OLAP

Configuration

The following configurations automatically scale based on the size of CPU, memory, and storage for the cluster:

  • shared_buffers
  • max_connections
  • work_mem
  • bgwriter_delay
  • effective_cache_size
  • maintenance_work_mem
  • max_wal_size
  • effective_io_concurrency

Extensions

  • pg_stat_statements provides statistics on SQL statements executed by the database. It helps users analyze query performance and identify areas for optimization.
  • hydra_columnar is open source, column-oriented Postgres, designed for high-speed aggregate operations.
  • pg_partman simplifies and automates partitioning of large database tables. It helps manage data efficiently by dividing it into smaller, more manageable partitions.
  • pg_cron automates database tasks within PostgreSQL, enabling scheduled maintenance, recurring tasks, and interval-based SQL queries.
  • postgres_fdw provides the foreign data wrapper necessary to access data stored in external Postgres servers.
  • redis_fdw provides the foreign data wrapper necessary to access data stored in external Redis servers.
  • clerk_fdw bridges the connection between Postgres and the user management solution Clerk.
  • Extensions from Trunk can be installed on-demand.

Getting started

This guide will walk through setting up an analytical workload on Postgres using Clickbench’s “hits” dataset (representing page views on a system) and the Hydra Postgres extension.

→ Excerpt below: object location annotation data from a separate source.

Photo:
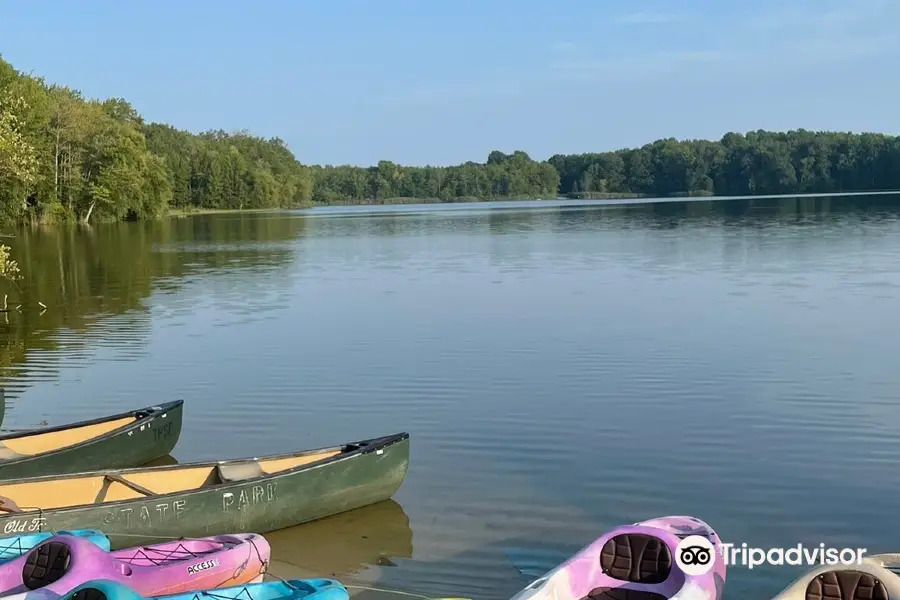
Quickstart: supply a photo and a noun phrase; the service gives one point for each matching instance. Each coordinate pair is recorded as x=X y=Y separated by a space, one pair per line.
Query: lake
x=562 y=369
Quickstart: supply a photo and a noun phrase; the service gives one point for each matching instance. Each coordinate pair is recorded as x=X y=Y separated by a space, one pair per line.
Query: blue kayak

This guide will demonstrate the use of both extensions in optimizing the database for analytical queries.

Create a Tembo OLAP Stack instance

Navigate to cloud.tembo.io and create a new stack. Select the “OLAP” Stack type and choose the desired instance size. This guide will function on the hobby tier, but it is recommended to use a larger instance for production workloads.

Setup

Once you’ve established a Tembo OLAP Stack instance, you can copy the connection string from the UI and execute it in your terminal.

Alternatively, you can fill in and run the following psql command:

psql 'postgresql://postgres:<your-password>@<your-host>:5432/postgres'

The columnar extension should be pre-installed and enabled on the postgres database.

postgres=# \dx columnar
              List of installed extensions
   Name   | Version | Schema |       Description
----------+---------+--------+--------------------------
 columnar | 11.1-10 | public | Hydra Columnar extension
(1 row)

Load a sample dataset

Next, download then unzip the sample dataset. It is 15GB compressed.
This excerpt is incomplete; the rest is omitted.